Yash Gad [27:39]: "By building walled-off models, we ensure that data never leaves your IT infrastructure, maintaining tight control over sensitive information."
The episode delves into various AI models, contrasting open-source options like Mistral and Llama 3 with proprietary models such as ChatGPT and Claude. Yash explains the criteria for selecting models based on factors like training data, performance, deployment flexibility, and community support.
Mistral: Praised for its superior performance in specific tasks and faster deployment compared to other open-source models.
Llama 3: Recognized as a robust generalist model, suitable for a wide range of applications with strong community support through platforms like Hugging Face.
ChatGPT and Claude: While powerful, these models are considered "black boxes" due to their opaque training data and potential security vulnerabilities when handling proprietary information.
Yash Gad [39:44]: "Llama 3 is embraced for its general-purpose capabilities, while Mistral offers better performance in specific, open-ended tasks."
Yash anticipates that open-source models like Mistral and Llama 3 will continue to close the performance gap with proprietary models like ChatGPT. He foresees increased adoption as these models become more sophisticated and easier to integrate, offering businesses enhanced flexibility and control over their AI solutions.
Yash Gad [41:59]: "Over the next six months to a year, open models will catch up significantly, providing robust alternatives to proprietary models like ChatGPT."
The episode concludes with Yash Gad sharing avenues for further engagement, including his website ringersciences.com and LinkedIn profile.

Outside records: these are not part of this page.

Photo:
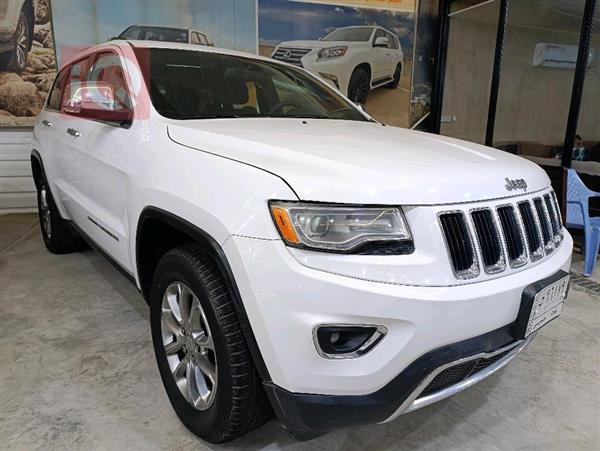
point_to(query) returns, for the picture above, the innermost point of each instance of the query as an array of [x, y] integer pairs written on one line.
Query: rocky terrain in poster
[[22, 95]]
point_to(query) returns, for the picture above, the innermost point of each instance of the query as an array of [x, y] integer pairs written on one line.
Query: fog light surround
[[346, 341]]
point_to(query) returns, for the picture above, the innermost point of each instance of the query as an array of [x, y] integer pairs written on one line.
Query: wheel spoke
[[180, 370], [184, 302], [192, 384], [171, 322], [174, 346], [205, 341], [207, 367]]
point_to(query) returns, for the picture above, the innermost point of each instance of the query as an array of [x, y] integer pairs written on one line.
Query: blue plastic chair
[[578, 216]]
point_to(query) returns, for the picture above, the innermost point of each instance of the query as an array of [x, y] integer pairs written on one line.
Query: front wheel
[[202, 356], [359, 86]]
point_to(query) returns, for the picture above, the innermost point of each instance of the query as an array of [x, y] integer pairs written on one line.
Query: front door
[[91, 153]]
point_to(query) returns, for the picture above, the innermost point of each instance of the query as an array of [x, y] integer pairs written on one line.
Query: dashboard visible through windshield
[[187, 84]]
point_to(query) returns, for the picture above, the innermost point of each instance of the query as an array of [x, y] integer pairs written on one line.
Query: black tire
[[359, 86], [239, 404], [16, 59], [397, 75], [58, 238]]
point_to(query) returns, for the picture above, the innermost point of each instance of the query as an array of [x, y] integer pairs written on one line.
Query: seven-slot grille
[[290, 55], [495, 239]]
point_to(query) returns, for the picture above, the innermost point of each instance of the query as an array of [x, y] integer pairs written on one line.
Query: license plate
[[542, 302], [547, 305]]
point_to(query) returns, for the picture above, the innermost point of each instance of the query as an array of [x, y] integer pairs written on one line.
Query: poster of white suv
[[353, 59]]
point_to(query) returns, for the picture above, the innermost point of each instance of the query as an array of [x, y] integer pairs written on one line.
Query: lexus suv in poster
[[353, 59]]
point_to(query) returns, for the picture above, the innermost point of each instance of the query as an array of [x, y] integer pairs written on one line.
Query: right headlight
[[342, 228]]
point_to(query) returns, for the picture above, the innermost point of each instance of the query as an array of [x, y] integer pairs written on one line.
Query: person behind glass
[[579, 150]]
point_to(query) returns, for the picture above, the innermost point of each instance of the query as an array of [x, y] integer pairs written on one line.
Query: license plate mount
[[541, 302]]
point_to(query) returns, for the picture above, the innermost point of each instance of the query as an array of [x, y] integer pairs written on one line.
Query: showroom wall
[[533, 101]]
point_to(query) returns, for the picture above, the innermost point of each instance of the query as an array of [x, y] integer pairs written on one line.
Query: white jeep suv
[[353, 59], [297, 256]]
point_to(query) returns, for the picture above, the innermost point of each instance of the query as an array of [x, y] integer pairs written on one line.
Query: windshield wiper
[[214, 116], [311, 116]]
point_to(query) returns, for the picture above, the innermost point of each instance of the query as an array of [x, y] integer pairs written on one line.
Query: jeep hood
[[362, 162]]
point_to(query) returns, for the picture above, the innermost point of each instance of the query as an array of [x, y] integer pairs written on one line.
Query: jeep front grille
[[509, 236], [460, 245], [290, 55]]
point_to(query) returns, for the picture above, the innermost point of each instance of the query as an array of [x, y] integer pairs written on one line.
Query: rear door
[[46, 130], [380, 61], [91, 157]]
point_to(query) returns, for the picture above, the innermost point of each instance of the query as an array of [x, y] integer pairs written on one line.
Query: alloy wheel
[[361, 89], [45, 213], [189, 346]]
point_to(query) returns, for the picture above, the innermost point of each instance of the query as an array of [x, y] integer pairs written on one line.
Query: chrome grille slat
[[513, 236], [290, 55], [488, 239], [532, 232], [459, 244], [508, 236]]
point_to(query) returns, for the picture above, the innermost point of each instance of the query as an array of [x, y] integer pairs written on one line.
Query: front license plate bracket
[[537, 295]]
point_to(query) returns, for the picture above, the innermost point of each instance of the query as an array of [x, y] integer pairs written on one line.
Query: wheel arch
[[37, 168], [153, 221], [367, 67]]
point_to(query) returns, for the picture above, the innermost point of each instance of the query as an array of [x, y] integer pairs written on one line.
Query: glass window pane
[[538, 68], [469, 64], [586, 156]]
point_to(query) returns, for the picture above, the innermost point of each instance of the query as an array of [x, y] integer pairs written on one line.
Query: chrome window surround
[[414, 402], [380, 332], [530, 256], [474, 270]]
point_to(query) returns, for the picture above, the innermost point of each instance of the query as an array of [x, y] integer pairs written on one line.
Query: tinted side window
[[75, 75], [393, 42], [57, 90], [379, 34]]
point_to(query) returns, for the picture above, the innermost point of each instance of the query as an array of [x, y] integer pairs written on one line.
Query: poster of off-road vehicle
[[362, 48], [27, 60]]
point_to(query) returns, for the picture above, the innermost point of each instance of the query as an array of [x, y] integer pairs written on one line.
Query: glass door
[[469, 63]]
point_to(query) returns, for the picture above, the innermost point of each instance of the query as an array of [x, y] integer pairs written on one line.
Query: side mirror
[[382, 41], [96, 100]]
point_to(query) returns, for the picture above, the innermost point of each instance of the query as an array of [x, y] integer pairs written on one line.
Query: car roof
[[184, 46], [124, 43]]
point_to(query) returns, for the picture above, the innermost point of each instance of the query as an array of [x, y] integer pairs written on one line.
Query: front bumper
[[305, 416], [428, 327]]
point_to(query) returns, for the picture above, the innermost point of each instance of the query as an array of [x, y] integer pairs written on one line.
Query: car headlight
[[331, 52], [342, 228]]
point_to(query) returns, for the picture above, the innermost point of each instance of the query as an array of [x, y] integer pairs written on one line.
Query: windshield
[[187, 84], [353, 34]]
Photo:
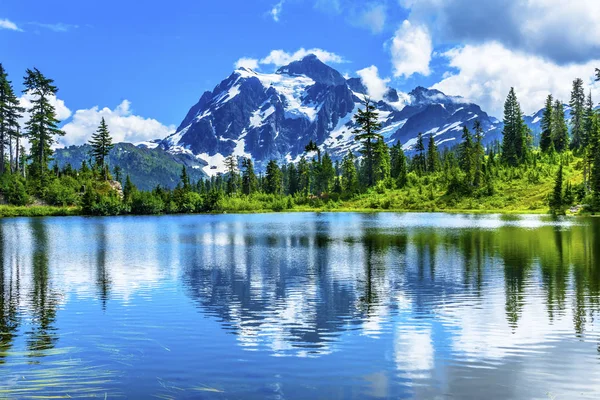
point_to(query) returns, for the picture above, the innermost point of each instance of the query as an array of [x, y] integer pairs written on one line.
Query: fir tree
[[465, 160], [349, 175], [381, 161], [398, 165], [560, 131], [42, 126], [10, 112], [546, 142], [101, 144], [577, 115], [184, 180], [273, 183], [515, 140], [249, 180], [433, 158], [478, 154], [419, 163], [556, 202], [368, 126]]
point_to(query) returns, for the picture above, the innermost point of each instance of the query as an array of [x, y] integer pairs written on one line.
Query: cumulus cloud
[[564, 32], [62, 111], [7, 24], [250, 63], [276, 11], [281, 57], [372, 18], [376, 86], [486, 72], [411, 50], [124, 126]]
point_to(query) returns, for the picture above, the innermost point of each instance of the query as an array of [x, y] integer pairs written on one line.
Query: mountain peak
[[315, 69]]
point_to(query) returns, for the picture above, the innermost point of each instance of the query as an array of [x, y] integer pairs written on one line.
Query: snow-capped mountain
[[266, 116]]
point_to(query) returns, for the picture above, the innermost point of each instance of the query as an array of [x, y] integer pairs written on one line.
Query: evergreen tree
[[249, 180], [478, 154], [560, 131], [273, 183], [515, 132], [349, 175], [419, 163], [128, 190], [312, 146], [366, 132], [465, 160], [577, 115], [546, 142], [304, 177], [433, 158], [42, 126], [398, 165], [381, 161], [325, 176], [184, 180], [101, 144], [10, 112], [231, 164], [556, 202]]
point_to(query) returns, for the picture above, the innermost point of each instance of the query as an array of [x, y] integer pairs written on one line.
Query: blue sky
[[145, 66]]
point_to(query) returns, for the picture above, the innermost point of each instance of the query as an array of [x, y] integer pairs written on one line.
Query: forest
[[558, 172]]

Listeners are encouraged to connect for more insights into custom AI models and their applications.
Yash Gad [44:25]: "Connect with me on LinkedIn and visit ringersciences.com to explore how we can help your business harness the power of custom AI models."
Key Takeaways:
Custom AI Models Offer Superior Security: By operating within secure, controlled environments, businesses can protect proprietary data from exposure and misuse.
Specialization Enhances Functionality: Tailored models excel at specific tasks, providing more accurate and relevant outputs than generalized models.
Scalability and Flexibility: Custom models can be designed to be hot-swappable, allowing businesses to integrate new models seamlessly as they evolve.
Practical Applications Demonstrate Value: Real-world case studies underscore the efficiency and effectiveness of custom AI models in streamlining complex business processes.
For marketers, creators, and business owners striving to leverage AI securely and effectively, this episode offers invaluable insights into the strategic advantages of custom language models over generalized platforms like ChatGPT.